Sep 11–Oct 18, 2020
Errata
Ariella Aïsha Azoulay, New Red Order and others, organized by Anselm Franke
Exhibition
Sep 11–Oct 18, 2020
Current forms of action against structural violence reveal massive fault lines in how modern and imperial histories are being remembered and mobilized. While statues celebrating slaveholders are torn down in one place, other places witness the uncanny reconstruction of imperial symbols and the corresponding political imaginary.
This inevitable shift in perspective on the modern era—starting from the European Renaissance and early colonial capitalism—is the common ground of the projects presented in the exhibition Errata.

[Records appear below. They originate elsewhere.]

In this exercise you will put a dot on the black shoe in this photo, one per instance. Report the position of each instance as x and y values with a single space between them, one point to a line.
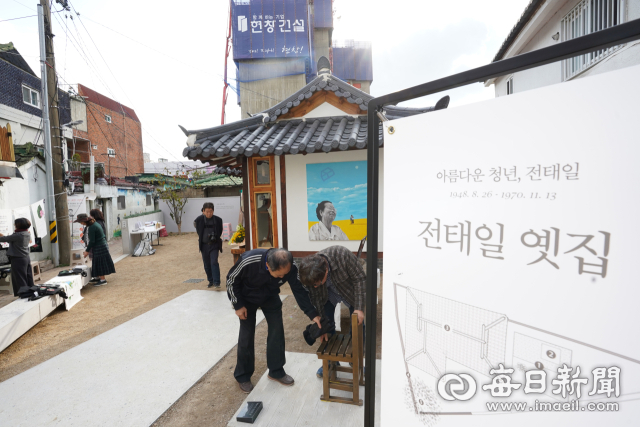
246 387
286 380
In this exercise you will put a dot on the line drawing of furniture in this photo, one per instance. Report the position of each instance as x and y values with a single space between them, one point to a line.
435 331
438 329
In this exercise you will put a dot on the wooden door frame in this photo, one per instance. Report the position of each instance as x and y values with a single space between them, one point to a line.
255 188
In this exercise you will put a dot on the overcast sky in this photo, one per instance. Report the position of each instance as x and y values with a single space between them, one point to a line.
166 60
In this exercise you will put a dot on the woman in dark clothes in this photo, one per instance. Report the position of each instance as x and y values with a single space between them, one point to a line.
102 264
21 273
97 215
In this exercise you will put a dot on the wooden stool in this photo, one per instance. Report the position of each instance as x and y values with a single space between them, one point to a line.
77 258
35 271
343 348
226 231
237 252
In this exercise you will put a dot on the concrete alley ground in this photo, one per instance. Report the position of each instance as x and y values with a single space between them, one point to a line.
140 285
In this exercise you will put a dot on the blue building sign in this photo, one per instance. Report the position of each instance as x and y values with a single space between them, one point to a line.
270 29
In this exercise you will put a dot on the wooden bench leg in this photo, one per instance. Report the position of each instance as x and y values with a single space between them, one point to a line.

Errata is a title borrowed from a larger project by the theorist and filmmaker Ariella Aïsha Azoulay. Her work focuses on the violence of imperial boundary making and suggests a hitherto underrecognized relationship between documented cultural artifacts and undocumented migrants. The part of the work presented at HKW is an archive of what she calls “Imperial Publications,” which refers to the entanglement of museum collections with extractive violence. Azoulay describes her work as an intervention into the imperial grammar of photographic archives and as a series of “rehearsals” in non-imperial modes of literacy, addressing the politics of restitution and repair.
The video Never Settle, by New Red Order (NRO) presents itself as a recruitment campaign for a public secret society, which simultaneously satirizes and sincerely engages with solidarity and the desire for Indigenous epistemologies. NRO’s video, Culture Capture: Crimes Against Reality, morphs monuments into metastasizing flesh via ritualized photogrammetric capture and virtual manipulation, clearing space for Indigenous futures.